The force, the idea which was adopted at an AU summit in January, will be based in Chad’s capital N’Djamena, the pan-African bloc’s Peace and Security Council said.
It will be mandated “to prevent the spread of Boko Haram activities and other terrorist groups” and “eradicate their presence,” the body agreed in a meeting earlier week.
Diplomats said Nigeria, Chad, Cameroon, Niger and Benin had committed to providing troops, who would “operate freely” in a still-undefined region.
Nigerian troops recapture Buni Yadi
On the recapture of Buni Yadi and Buni Yari, the Acting Director of Army Public Relations, Col Sani Usman, in a statement, said during the operations, the troops encountered little resistance as the insurgents were on the run. “Cordon and search and mopping up operations are ongoing in these areas. Operations by troops are also continuing to recover the few areas remaining in the hands of terrorists,” the statement said.
It will be recalled that Boko Haram terrorists on February 25, 2014 killed 59 students in an attack on the Federal Government college Buni Yadi, in Yobe State, near the state’s capital city of Damaturu. According to the state Police Commissioner Sanusi Rufai, “some of the students’ bodies were burned to ashes.”
Rufai said all those killed were boys. He said the school’s 24 buildings, including staff quarters, were completely burned to the ground.
President Goodluck Jonathan called the attack “callous and senseless murder…by deranged terrorists and fanatics who have clearly lost all human morality and descended to bestiality”.
Meanwhile, the Nigerian military has raised concern over careless talks and undue exuberance by some individuals from the military of neighbouring countries involved in the Multinational Joint Task Force (MJNTF), which it argued have the implication of destabilising the spirit of the joint efforts against terrorism within the sub-region.
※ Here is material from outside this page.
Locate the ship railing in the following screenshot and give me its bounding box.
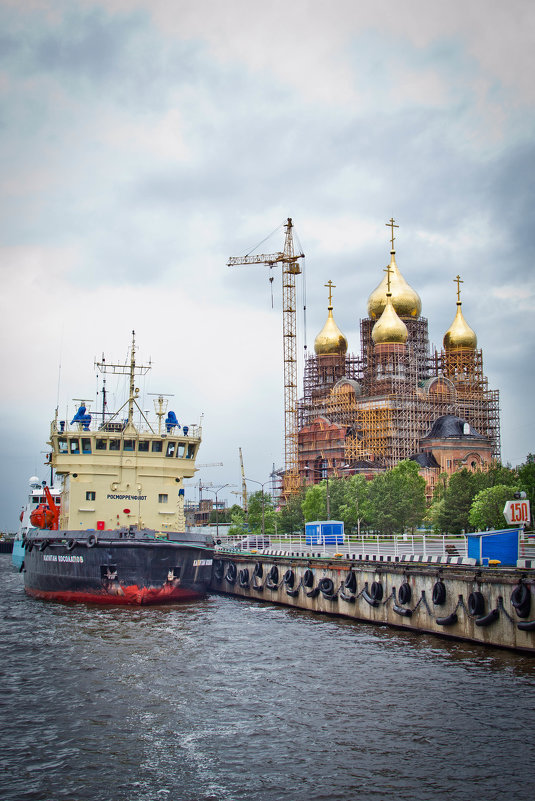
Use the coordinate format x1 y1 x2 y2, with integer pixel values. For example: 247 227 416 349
218 533 468 557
Reacting to a purported statement in some media by officials from the MJTF that troops from Niger and Chad made deep incursions into Nigerian territory to battle Boko Haram elements, Director Defence Information, Major General Chris Olukolade, advised that it is necessary for officers from participating countries to beware of the terms they use while speaking with the press and also understand the implications of those terms.
According to him: “The location in question has to be mentioned before one can confirm whether it is part of an assigned or authorised mission or an incursion as described. This campaign against terror only makes provision for collaboration and cooperation; not incursion into territories. I think there is a careless use of terms by some inexperienced people or officials eager to make impression without understanding the implications. There’s no allowance for incursion here.
“The truth is that there were some preemptive manoeuvres along an axis in the theatre. Nigerian forces were also involved. It is unfortunate if that is what this young man is reporting in this false and divisive way. He may have to be called to order to stop this exuberant attitude of misinforming people as this is not good for our collective efforts. We will take this up where it matters.”